B2B buyers spend a lot of time selling internally. Here’s how your content can help them – and you.

We recently wrote about how COVID has changed B2B buying – and how decisions are slower because more vendors are being considered and more stakeholders are weighing in. This obviously hurts sellers themselves (78% report it’s more difficult to get buy-in on sales… ugh) but that pain extends to the buyers too, who are forced to shepherd an internal sales and deliberation process that can drag out for months. 

Our job is to make our buyers’ lives easier to pave the path toward a sale (55% of buyers report they now rely more on content to make purchasing decisions than they did a year ago). 

So what do buyers need to sell internally first? We reviewed the 2022 Content Preferences Survey Report from DemandGen Report to understand what content actually helps B2B buyers sell a specific company and approach to their colleagues: 

what-b2b-buyers-look-for-content

 

Use data in the context of their problem.

Anyone can use surface-level stats to bolster an argument about why they are the best vendor. And that’s the problem.

This report (and our experience) argues that thoughtful, unique research about how to approach and solve the buyer’s problem is the most effective way to get into a productive conversation with a buyer. 

Think about it this way: If you were a team of analysts deployed to understand and solve the buyer’s problem, wouldn’t you have an easier time getting a meeting? And wouldn’t the conversation you had in that meeting be more helpful to you and them than a canned sales pitch? 

Your product can be the ultimate answer to their challenge. But the smartest B2B marketers know you have to prove you really understand their problem and have a thoughtful approach that helps them before you ask for the sale. 

 

Help them tell a strong story that resonates with the buying committee.

Forty-nine percent (49%) of respondents said companies need to tell a story that resonates with the buying committee before they’ll agree to a meeting.

Stories that work are meaningful and memorable. The way to do that is to understand the core problem, acknowledge the pain of it, and reassure that it can be solved.

Case studies are a good start, but they often lack narrative and are therefore forgettable.
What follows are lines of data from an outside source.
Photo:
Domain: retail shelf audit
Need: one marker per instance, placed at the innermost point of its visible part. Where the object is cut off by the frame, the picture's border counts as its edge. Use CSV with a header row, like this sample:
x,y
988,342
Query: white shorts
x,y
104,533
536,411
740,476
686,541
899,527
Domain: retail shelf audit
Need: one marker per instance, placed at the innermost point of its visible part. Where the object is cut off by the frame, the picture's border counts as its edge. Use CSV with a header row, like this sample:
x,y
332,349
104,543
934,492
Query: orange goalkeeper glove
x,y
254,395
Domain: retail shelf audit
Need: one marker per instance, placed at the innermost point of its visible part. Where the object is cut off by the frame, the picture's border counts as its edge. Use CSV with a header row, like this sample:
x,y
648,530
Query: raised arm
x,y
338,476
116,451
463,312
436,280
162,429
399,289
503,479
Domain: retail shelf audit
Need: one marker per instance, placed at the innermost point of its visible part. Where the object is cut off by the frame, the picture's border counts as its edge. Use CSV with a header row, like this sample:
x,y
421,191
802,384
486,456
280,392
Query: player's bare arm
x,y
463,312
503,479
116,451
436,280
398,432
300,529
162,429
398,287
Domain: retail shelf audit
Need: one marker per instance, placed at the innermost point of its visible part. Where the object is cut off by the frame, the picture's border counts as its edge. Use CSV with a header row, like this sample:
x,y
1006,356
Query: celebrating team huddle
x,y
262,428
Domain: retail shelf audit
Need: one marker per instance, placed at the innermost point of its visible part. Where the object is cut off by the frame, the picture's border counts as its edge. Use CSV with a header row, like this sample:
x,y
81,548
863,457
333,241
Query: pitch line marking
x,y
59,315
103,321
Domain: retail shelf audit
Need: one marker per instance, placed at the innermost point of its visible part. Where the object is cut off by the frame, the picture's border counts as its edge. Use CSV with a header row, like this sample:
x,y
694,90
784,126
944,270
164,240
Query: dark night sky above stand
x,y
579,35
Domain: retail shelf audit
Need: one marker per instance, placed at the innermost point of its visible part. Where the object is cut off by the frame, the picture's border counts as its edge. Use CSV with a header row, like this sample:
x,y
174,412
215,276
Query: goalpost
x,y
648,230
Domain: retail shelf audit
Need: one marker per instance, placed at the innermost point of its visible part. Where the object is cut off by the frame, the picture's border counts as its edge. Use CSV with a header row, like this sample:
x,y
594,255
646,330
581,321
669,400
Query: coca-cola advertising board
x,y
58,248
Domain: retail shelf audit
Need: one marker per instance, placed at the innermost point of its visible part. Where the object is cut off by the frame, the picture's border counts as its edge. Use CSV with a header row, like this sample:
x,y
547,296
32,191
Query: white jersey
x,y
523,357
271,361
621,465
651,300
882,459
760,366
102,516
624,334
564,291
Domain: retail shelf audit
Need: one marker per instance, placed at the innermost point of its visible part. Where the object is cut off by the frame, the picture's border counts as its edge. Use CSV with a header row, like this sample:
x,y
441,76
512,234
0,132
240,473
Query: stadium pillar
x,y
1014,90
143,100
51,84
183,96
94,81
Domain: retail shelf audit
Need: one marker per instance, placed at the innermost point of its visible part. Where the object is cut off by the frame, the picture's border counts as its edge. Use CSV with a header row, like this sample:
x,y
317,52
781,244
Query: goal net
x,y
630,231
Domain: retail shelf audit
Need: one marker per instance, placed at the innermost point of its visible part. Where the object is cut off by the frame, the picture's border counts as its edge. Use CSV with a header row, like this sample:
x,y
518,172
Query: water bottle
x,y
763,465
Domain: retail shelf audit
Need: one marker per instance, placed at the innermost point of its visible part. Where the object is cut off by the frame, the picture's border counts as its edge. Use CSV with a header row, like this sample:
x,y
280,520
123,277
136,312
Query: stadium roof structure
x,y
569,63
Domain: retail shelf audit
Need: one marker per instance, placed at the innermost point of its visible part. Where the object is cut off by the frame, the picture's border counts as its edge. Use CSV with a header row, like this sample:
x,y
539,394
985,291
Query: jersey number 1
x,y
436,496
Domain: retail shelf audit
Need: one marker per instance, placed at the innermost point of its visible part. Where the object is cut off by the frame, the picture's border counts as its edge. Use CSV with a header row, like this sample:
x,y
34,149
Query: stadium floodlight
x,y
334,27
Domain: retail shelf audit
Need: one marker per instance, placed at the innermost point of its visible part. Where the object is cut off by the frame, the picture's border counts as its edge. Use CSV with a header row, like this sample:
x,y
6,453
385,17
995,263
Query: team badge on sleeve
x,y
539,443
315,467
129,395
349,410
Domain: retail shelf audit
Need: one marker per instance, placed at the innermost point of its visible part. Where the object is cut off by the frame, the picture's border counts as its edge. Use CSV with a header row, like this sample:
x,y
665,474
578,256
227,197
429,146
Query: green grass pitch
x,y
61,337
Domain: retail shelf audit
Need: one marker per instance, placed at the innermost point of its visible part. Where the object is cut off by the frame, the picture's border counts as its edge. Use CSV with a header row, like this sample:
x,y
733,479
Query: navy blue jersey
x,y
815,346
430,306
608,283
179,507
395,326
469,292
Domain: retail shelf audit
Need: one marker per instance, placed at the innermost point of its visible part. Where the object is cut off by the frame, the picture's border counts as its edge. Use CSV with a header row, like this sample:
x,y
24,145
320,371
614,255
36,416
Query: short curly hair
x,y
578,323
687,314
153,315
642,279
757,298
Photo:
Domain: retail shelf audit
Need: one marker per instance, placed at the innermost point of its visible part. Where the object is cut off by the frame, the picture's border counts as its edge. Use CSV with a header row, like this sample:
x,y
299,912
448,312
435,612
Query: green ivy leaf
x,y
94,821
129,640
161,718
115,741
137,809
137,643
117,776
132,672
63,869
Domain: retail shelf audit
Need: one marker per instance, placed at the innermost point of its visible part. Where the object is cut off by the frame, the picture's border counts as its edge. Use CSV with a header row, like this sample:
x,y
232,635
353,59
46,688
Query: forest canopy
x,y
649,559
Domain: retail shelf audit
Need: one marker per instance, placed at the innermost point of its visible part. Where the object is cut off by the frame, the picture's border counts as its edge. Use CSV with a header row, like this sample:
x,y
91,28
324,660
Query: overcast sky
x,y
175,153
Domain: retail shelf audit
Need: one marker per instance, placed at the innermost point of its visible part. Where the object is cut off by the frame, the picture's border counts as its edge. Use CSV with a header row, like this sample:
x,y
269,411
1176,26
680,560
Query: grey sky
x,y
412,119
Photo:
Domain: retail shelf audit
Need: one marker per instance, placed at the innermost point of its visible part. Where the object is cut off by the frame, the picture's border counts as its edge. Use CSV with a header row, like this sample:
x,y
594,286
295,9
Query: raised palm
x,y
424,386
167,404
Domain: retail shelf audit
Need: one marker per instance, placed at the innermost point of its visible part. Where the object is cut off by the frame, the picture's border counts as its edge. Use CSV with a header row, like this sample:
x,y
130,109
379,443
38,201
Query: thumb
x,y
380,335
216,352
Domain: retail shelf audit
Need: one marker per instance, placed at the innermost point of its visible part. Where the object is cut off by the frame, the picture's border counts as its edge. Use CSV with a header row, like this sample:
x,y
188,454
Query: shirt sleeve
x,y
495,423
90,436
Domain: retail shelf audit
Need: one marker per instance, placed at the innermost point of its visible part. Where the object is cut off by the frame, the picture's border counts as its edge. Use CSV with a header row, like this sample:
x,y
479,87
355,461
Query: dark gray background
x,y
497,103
As a marketer, your challenge is to understand the “From / To” that your product or service delivers, making sure to include memorable characters (executives like the ones you are speaking with), conflict (a human problem that resonates) and resolution (how your product solved the human problem). 

 

Get to the point.

Forty-one percent (41%) of buyers said content that’s “packed with shareable stats and quick-hitting insights” would encourage them to take a call.

Insights – proving you understand the problem and have unique ways to approach a solution – have to respect the buyer’s time. Insights have real value, but the buyer needs to understand you won’t also waste precious time getting to the point. 

Putting the lens of time-saving across all of this advice through easy to understand, dynamic formats (highly visual graphics and data points, easy-to-digest case studies that tell a story, instructive videos that address how to solve a problem, not just that it’s been solved) will help convey to your buyers that you can be effective while respecting their time above all else. 

TLDR: Smart marketers develop content that helps their buyer envision not only how they’d deploy it for success, but also, crucially, how they’ll sell the solution to a growing number of internal stakeholders.